SILMA TTS: A Lightweight Open Bilingual Text to Speech Model

Community Article Published March 15, 2026

Today, SILMA AI is excited to introduce SILMA TTS v1 — a powerful, 150M-parameter bilingual text-to-speech model seamlessly bridging Arabic and English. Built on the innovative F5-TTS diffusion architecture, this model was pre-trained from scratch using tens of thousands of hours of meticulously curated public and proprietary audio. Because we believe in giving back to the open-source community, we are releasing SILMA TTS under a highly permissive license, making state-of-the-art speech synthesis fully accessible for both research and commercial applications.

Model Features

Below are the main features of the model

Feature	Description
High-Fidelity Audio	Superior speech synthesis with high-quality output
150M Parameters	Lightweight and efficient, works well in low-resource environments
Instant Voice Cloning	Clone any voice with less than 8 seconds of reference audio
Ultra-Low Latency	Optimized for real-time applications with RTF around 0.12 (RTX 4090 GPU)
Bilingual Arabic & English Support	Native-level fluency for Arabic Fusha/MSA as well as English
Advanced Arabic Diacritization	Full support for Tashkeel to ensure precise pronunciation and context
Text Normalization	Utilizing NeMo Text Processing
Commercial-Friendly Licensing	Fully open-source under the Apache 2.0 License

Why did we release SILMA TTS

SILMA AI has always been deeply committed to open-source development and community impact.
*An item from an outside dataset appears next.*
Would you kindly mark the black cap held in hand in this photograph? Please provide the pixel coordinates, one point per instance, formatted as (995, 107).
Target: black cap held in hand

However, the release of this specific model was driven by two key factors:

Filling the gap for a low-resource language: Arabic is spoken by over 400+ million people globally, yet it remains unsupported by many TTS models due to the scarcity of high-quality Arabic audio data on the internet.

Improving upon F5-TTS size and licensing constraints: Because the original F5-TTS model was only available in one size and restricted from commercial use, we wanted to give back to the community by providing a more lightweight model (150M parameters) under a highly permissive license (Apache-2.0).

How We Built the Model

Architecture Optimization: First, we reduced the number of parameters in the original F5-TTS architecture from over 300M to approximately 150M.

Extensive Pretraining: Next, we pretrained the weights from scratch over a full week using 8 GPUs, training on tens of thousands of hours of high-quality data.

Targeted Fine-Tuning: We followed pretraining with a specialized fine-tuning phase, using a smaller, curated dataset with more focus on Arabic.

Inference Enhancements: Finally, we introduced significant optimizations to the inference code to improve Arabic text handling, chunking, text normalization, overall robustness, and final audio quality.